Sorry for the delay in replying; this turned into a hectic week...
On Feb 4, 2009, at 11:28 AM, Hana Milani wrote:
Jeff, Thanks for helping me.
Is this a Fortran program, perchance?
Yes, it has been written by f77, but I have compiled it with
gfortran. People have also done the same with no problem.
Do you have access to the source code? I wonder if the program is
internally raising an error and effectively aborting itself. Do you
know that the application runs correctly? Do you have any test data
sets that you can try that give known outputs?

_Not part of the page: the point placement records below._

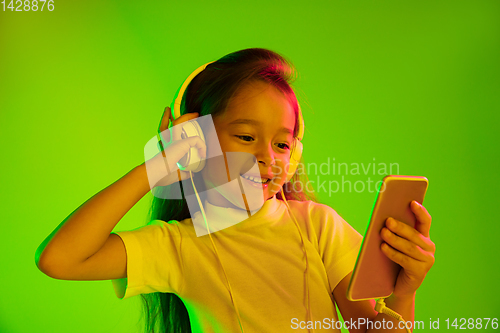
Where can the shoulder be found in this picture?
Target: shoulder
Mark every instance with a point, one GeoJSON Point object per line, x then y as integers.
{"type": "Point", "coordinates": [322, 218]}
{"type": "Point", "coordinates": [160, 228]}
{"type": "Point", "coordinates": [314, 211]}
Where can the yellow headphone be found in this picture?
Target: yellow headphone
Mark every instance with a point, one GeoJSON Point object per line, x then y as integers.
{"type": "Point", "coordinates": [193, 163]}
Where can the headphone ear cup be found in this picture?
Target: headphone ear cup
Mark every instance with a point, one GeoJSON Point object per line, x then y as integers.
{"type": "Point", "coordinates": [192, 160]}
{"type": "Point", "coordinates": [294, 159]}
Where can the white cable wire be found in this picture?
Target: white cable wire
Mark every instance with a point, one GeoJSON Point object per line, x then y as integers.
{"type": "Point", "coordinates": [309, 314]}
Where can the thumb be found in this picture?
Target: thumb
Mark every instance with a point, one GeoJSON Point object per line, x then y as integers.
{"type": "Point", "coordinates": [424, 219]}
{"type": "Point", "coordinates": [165, 120]}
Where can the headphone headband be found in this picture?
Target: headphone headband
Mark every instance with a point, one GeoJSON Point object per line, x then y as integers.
{"type": "Point", "coordinates": [175, 107]}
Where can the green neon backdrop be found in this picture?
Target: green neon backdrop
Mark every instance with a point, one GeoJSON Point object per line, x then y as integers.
{"type": "Point", "coordinates": [82, 89]}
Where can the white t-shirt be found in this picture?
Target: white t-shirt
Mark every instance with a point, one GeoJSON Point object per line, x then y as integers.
{"type": "Point", "coordinates": [263, 259]}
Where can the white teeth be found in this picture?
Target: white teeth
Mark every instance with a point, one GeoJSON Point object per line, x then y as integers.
{"type": "Point", "coordinates": [256, 180]}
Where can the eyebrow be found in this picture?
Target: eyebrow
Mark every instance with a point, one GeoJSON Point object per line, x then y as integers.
{"type": "Point", "coordinates": [256, 123]}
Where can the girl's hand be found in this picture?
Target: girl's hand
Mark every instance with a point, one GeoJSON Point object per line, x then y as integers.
{"type": "Point", "coordinates": [411, 248]}
{"type": "Point", "coordinates": [176, 148]}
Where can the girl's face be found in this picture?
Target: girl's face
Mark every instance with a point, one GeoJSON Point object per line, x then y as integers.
{"type": "Point", "coordinates": [258, 121]}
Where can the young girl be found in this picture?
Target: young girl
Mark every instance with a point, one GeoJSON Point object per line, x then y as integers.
{"type": "Point", "coordinates": [284, 267]}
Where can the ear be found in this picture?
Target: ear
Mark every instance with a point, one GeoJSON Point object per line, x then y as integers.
{"type": "Point", "coordinates": [165, 120]}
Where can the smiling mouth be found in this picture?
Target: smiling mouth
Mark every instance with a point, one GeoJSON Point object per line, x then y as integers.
{"type": "Point", "coordinates": [256, 180]}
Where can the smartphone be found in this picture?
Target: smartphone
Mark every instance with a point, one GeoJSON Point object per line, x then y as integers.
{"type": "Point", "coordinates": [374, 274]}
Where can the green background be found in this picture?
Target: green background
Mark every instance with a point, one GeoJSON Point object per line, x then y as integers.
{"type": "Point", "coordinates": [82, 89]}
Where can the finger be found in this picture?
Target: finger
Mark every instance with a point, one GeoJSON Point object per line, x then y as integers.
{"type": "Point", "coordinates": [165, 120]}
{"type": "Point", "coordinates": [424, 219]}
{"type": "Point", "coordinates": [185, 117]}
{"type": "Point", "coordinates": [403, 245]}
{"type": "Point", "coordinates": [411, 266]}
{"type": "Point", "coordinates": [409, 233]}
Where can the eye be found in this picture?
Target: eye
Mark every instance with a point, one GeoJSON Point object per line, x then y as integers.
{"type": "Point", "coordinates": [245, 137]}
{"type": "Point", "coordinates": [284, 146]}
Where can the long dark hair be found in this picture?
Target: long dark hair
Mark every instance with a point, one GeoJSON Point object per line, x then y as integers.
{"type": "Point", "coordinates": [209, 93]}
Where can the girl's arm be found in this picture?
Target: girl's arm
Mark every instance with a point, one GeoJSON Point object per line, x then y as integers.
{"type": "Point", "coordinates": [82, 246]}
{"type": "Point", "coordinates": [414, 251]}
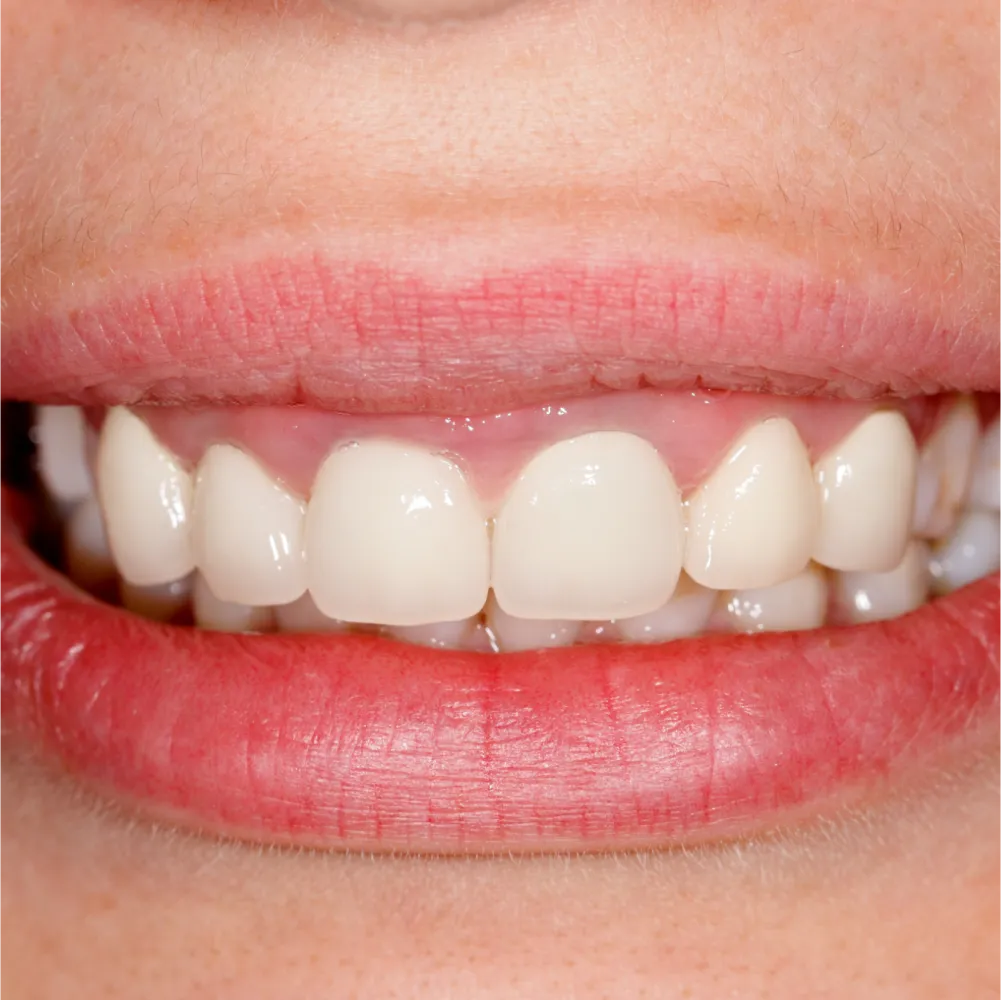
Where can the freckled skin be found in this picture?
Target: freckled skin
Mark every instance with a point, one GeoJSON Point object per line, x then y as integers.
{"type": "Point", "coordinates": [862, 137]}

Yes, I have installed the source code. I have not been able to run
the program in parallel, but I have run my inputs sequentially and
got satisfactory results.
That's a good datapoint, but it's unfortunately not conclusive.
If you allow me, I can send the details of the code to your email.
If it's small and simple, sure. I'm afraid I don't have the time/
resources to investigate a large complex application that is
misbehaving.
I don't have any more insights other than to re-state that *something*
is killing your application with SIGTERM. It is *likely* some other
entity on your node - a daemon or some other controller process. But
it is also possible (although probably less likely) that the
application is aborting itself.
Are you able to run *any* MPI applications (especially those compiled
with Fortran) in parallel? E.g., the hello world and the ring
programs in the examples/ subdirectory in the OMPI distribution?
--
Jeff Squyres
Cisco Systems